Se puso de puntillas para susurrarle al oído.

– No pasará nada. Pero no mencionéis a lord de Lutez. Y quedaos junto a ella hasta mi regreso. Si empieza a hablar de nuevo del viejo de Lutez, vos… no os alejéis de ella.

Se fue corriendo.

Cazaril sopesó su situación.

El brillante lord de Lutez había sido el consejero más próximo del difunto roya Ista durante treinta años: amigo de la infancia, hermano de armas, compañero leal. Con el tiempo, Ias le había investido con todos los honores que estaba en su mano dispensar, nombrándolo provincar de dos distritos, canciller de Chalion, mariscal de las tropas de su casa y maestre de la rica orden militar del Hijo… todo en aras de controlar y compeler al resto, murmuraban los hombres. Enemigos y admiradores por igual convenían en susurros que a de Lutez sólo le faltaba el título para ser roya de Chalion. E Ias su royina…

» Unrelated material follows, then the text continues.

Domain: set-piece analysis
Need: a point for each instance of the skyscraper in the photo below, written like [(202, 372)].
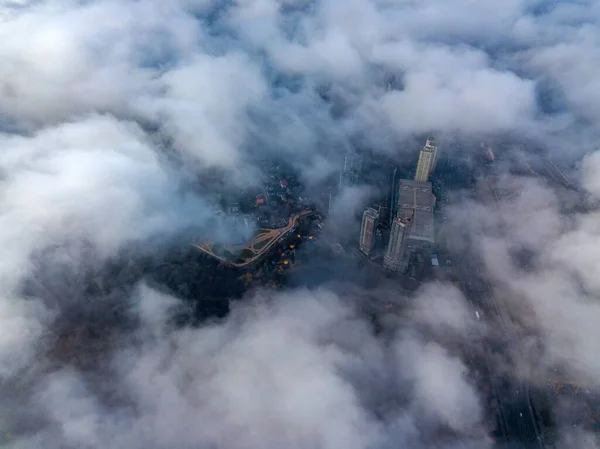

Cazaril se preguntaba a veces si había sido debilidad o astucia lo que había animado a Ias a dejar en manos de de Lutez el trabajo sucio, ganándose las críticas de los altos señores, ganándose el sobrenombre de Ias el Bueno. Aunque no, concedió Cazaril, Ias el Fuerte, ni Ias el Sabio, ni siquiera, bien lo sabían los dioses, Ias el Afortunado. Era de Lutez el que había organizado el segundo desposorio de Ias con la dama Ista, desmintiendo sin duda el persistente rumor que circulaba entre la nobleza de Cardegoss acerca de un amor antinatural entre el roya y su amigo de toda la vida. Y aun así…

Cinco años después del matrimonio, de Lutez había caído en desgracia a los ojos del roya, que le había arrebatado todos sus honores, abrupta y letalmente. Acusado de traición, había muerto torturado en las mazmorras del Zangre, la gran fortaleza real de Cardegoss. Fuera de la corte de Chalion, se había rumoreado que su traición consistía en haber amado a la joven royina Ista. En círculos más íntimos, un susurro considerablemente más atenuado sostenía que era Ista la que había persuadido finalmente a su esposo para que destruyera a su odiado rival a cambio de su amor.